3,Random Forest,0.964912,0.965205,0.964912,0.964738,569,n_estimators=100
4,Naive Bayes,0.973684,0.974751,0.973684,0.973481,569,var_smoothing=1e-09
5,Neural Network,0.938596,0.944107,0.938596,0.937318,569,"hidden_layer_sizes=(100,), activation=relu"
6,Reinforcement Learning (Simple),0.377193,0.142275,0.377193,0.206615,569,"lr=0.01, iter=50"
7,Genetic Algorithm (Feature Sel.),0.991228,0.99135,0.991228,0.991207,569,"gens=5, pop=10"


## Conclusion

In this activity, you successfully implemented a wide range of classification and optimization models using Python. You started with fundamental models like **Logistic Regression**, **Decision Trees**, and **SVMs**, and progressed to more advanced techniques including **Random Forests**, **Naive Bayes**, and **Neural Networks**.

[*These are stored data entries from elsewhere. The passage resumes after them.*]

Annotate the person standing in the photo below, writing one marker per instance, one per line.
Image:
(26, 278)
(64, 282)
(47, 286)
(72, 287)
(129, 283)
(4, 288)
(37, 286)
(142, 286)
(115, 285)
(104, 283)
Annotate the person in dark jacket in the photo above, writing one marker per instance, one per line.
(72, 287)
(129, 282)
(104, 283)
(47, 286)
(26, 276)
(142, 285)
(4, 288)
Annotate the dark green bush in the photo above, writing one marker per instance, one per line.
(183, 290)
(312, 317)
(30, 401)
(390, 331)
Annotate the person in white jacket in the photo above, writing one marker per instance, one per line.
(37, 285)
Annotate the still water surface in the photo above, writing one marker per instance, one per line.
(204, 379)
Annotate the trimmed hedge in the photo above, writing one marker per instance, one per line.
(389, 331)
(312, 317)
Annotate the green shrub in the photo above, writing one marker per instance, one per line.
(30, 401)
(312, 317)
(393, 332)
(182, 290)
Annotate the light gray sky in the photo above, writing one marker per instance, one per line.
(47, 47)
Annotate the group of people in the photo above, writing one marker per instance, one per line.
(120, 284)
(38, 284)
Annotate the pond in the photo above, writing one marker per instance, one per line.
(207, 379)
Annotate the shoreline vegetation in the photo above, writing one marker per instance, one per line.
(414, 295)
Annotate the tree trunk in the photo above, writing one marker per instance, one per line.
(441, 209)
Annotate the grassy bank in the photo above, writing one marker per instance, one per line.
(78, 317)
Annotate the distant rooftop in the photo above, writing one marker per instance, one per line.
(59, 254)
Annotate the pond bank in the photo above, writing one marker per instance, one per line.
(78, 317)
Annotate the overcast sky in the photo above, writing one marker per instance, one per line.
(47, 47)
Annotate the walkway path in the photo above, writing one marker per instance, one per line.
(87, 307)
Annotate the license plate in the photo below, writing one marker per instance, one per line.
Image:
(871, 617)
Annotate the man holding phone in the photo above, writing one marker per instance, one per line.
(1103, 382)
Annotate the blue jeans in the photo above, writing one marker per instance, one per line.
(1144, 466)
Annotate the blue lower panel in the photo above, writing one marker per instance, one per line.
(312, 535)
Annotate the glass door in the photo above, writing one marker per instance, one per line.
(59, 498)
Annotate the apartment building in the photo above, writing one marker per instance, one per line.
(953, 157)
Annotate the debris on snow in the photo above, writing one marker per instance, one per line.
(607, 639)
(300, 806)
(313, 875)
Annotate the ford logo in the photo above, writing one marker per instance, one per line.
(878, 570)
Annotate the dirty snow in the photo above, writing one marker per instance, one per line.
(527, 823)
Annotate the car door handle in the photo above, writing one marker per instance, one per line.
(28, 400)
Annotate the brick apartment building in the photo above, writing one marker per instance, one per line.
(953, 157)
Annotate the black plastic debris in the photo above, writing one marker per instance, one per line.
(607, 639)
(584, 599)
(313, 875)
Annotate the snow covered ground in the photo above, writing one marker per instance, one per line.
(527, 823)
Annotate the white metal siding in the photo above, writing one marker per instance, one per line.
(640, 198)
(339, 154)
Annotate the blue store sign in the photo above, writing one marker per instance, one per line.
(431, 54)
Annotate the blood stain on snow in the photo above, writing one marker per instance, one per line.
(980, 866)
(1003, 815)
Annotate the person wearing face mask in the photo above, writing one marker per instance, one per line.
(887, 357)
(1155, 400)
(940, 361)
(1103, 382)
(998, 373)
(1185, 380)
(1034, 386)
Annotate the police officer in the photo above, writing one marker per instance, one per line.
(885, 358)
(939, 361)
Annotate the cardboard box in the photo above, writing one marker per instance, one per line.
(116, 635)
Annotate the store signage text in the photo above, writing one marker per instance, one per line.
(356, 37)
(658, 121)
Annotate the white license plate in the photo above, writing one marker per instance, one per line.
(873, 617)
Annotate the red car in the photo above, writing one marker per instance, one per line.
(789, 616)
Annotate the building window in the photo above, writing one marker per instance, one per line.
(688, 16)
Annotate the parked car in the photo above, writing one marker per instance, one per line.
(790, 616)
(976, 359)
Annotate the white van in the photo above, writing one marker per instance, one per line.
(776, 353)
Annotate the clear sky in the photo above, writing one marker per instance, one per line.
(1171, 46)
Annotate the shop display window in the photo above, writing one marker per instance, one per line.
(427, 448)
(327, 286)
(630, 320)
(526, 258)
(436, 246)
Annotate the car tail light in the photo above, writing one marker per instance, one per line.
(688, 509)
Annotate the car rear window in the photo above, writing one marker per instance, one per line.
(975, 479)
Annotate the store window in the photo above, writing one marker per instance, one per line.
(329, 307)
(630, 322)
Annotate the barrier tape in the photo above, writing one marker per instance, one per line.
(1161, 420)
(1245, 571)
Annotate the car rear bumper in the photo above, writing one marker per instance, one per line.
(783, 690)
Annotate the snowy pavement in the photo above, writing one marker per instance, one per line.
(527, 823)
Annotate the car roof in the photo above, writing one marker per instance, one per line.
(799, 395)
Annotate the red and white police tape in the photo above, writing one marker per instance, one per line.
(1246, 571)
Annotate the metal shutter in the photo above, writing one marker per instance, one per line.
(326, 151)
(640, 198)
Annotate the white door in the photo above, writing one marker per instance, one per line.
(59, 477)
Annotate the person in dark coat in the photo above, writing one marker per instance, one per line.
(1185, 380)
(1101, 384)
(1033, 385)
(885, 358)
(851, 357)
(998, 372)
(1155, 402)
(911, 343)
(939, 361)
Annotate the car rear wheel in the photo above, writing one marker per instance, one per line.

Furthermore, you explored how **Reinforcement Learning** concepts can be applied to classification, used **Genetic Algorithms** for feature selection, and learned about the theoretical foundations of **Bayesian Networks** and **Markov Decision Processes**.

By training, evaluating, and comparing these diverse models, you gained a comprehensive understanding of the machine learning landscape and how different algorithms approach the task of classification.